If you are installing a new master cylinder, it's probably a wise idea to perform what is called a dry-bleed on the workbench. This is simply the process of getting the master cylinder full of brake fluid and 'wet.' Simply add some brake fluid to both chambers of the master cylinder, and pump it a few times. This will save you a few moments when bleeding the brakes as it eliminates any air pockets that will be inside the cylinder.
Make sure that all the bleeder valves are closed tightly. Disconnect the pressure system from the reservoir. Get your helper to press down repeatedly on the brake pedal at least five times, and then hold it down. Then open the bleeder valve on the right rear caliper. The system should lose pressure, and the pedal should sink to the floor. When the fluid stops coming out of the bleeder valve, close the valve. Tell your helper to let their foot off of the pedal. Do not let them take their foot off until you have completely closed the valve. Repeat this entire procedure for all the valves in the same order as described previously.
I recommend that you use this procedure as a final step, even if you are pressure bleeding. The high force associated with the pressure from the brake pedal can help free air and debris in the lines. If the brake fluid doesn't exit the screw quickly, then you might have a clog in your lines. Brake fluid that simply oozes out of the lines slowly is a clear indication that your rubber lines might be clogged and constricted. Don't ignore these warning signs: check out the brake lines while you are working in this area (See our project on replacing brake lines).
Let the car sit for about 10 minutes. Repeat the bleeding process at each corner. The pedal should now feel pretty stiff. If the pedal still feels spongy, make sure that you have the proper adjustment on your rear calipers or drum shoes. Also, you may need a new master cylinder, have a leaky caliper, or have old spongy flexible brake lines.

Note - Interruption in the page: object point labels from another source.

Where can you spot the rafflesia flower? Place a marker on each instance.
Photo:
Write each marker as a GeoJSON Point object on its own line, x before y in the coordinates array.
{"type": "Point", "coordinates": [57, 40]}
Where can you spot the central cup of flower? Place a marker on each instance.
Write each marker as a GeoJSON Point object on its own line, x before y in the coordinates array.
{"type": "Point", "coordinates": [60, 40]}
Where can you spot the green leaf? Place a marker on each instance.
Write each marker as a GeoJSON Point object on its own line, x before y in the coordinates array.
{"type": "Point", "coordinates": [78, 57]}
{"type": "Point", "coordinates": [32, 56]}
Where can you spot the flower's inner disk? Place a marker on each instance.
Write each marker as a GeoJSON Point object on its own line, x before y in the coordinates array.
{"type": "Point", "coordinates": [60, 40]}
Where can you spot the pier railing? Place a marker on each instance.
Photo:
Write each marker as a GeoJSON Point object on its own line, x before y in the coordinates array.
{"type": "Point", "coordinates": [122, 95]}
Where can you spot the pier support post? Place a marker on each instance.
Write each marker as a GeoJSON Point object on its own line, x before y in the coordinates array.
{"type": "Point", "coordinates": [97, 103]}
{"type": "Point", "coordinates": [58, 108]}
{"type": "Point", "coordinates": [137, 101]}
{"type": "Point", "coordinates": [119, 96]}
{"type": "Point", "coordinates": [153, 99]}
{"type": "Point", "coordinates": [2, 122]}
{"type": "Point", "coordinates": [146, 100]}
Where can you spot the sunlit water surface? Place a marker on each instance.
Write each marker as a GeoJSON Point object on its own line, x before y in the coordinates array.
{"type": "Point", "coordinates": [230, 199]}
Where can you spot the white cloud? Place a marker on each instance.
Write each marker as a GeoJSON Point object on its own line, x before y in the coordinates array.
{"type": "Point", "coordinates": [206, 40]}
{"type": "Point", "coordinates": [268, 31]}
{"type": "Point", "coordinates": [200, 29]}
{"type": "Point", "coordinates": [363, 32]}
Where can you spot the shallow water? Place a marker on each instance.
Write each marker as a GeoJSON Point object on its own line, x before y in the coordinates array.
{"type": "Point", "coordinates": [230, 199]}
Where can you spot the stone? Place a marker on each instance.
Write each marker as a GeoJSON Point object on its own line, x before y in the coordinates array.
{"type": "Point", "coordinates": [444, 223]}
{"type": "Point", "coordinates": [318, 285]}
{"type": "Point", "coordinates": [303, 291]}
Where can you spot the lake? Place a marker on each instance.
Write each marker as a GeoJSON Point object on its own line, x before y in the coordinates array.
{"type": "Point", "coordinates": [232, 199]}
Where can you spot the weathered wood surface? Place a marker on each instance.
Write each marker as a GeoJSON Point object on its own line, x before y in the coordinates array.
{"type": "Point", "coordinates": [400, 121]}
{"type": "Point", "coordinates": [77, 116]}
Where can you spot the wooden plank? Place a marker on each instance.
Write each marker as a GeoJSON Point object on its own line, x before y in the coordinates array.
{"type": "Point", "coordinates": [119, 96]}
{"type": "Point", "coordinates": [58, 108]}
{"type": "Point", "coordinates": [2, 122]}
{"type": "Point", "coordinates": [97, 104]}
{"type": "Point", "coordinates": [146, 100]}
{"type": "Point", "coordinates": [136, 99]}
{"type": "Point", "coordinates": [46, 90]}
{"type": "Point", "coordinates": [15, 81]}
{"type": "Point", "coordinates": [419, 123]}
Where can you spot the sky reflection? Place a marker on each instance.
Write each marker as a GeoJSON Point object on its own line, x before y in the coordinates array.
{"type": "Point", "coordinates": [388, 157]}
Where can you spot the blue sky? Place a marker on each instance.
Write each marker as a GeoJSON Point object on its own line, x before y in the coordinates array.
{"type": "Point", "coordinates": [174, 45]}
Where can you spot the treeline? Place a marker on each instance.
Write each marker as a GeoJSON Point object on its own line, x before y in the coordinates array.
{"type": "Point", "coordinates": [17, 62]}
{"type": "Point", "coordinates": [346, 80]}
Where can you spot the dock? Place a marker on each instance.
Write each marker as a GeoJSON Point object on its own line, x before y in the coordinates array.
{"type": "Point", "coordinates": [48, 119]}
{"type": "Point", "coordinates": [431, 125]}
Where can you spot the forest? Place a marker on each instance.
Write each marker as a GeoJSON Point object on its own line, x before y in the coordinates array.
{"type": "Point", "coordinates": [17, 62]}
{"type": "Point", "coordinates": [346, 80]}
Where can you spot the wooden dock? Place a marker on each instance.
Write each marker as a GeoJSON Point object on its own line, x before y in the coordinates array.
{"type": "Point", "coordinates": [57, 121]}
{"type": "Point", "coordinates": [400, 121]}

If you find that your ABS equipped car feels spongy on the brake pedal, take the car to a deserted parking lot and engage the ABS system by slamming the brakes a few times. Then go back and re-bleed the system: it may take care of the spongy pedal, although this not a factory recommended procedure and it may not eliminate all the air from the system.
Another important thing to remember is that brake fluid kills paint. Brake fluid spilled on paint will permanently mar the surface, so be very careful not to touch the car if you have it on your hands and clothing. This of course, is easier said than done - don't bleed the system in a tight garage. The probability of spilling on yourself and then leaning against your car is too great. Rubber gloves help to protect yourself from getting it on your hands and your paint. If you do get a spot on your paint, make sure that you blot it with a paper towel - don't wipe or smear it. It's also important not to try to clean it off with any chemical or other cleaning solutions.
Remove the protective cap from the brake fluid reservoir and attach the connection for the pressure bleeder. Shown here is the Motive Products Power Bleeder. Available for about $50 from PelicanParts.com, it is a huge time-saver when it comes to bleeding your brakes.
Front and Rear Calipers: Remove the rubber cap off the bleed nipple and attach a section of clear plastic tubing. Open the 11mm bleed nipple in the caliper by about a quarter of a turn. Let the brake fluid run out of the caliper until no more bubbles appear. Close the bleeder valve and put the protective cap back on. Repeat the process for all calipers starting from the furthest caliper from the reservoir.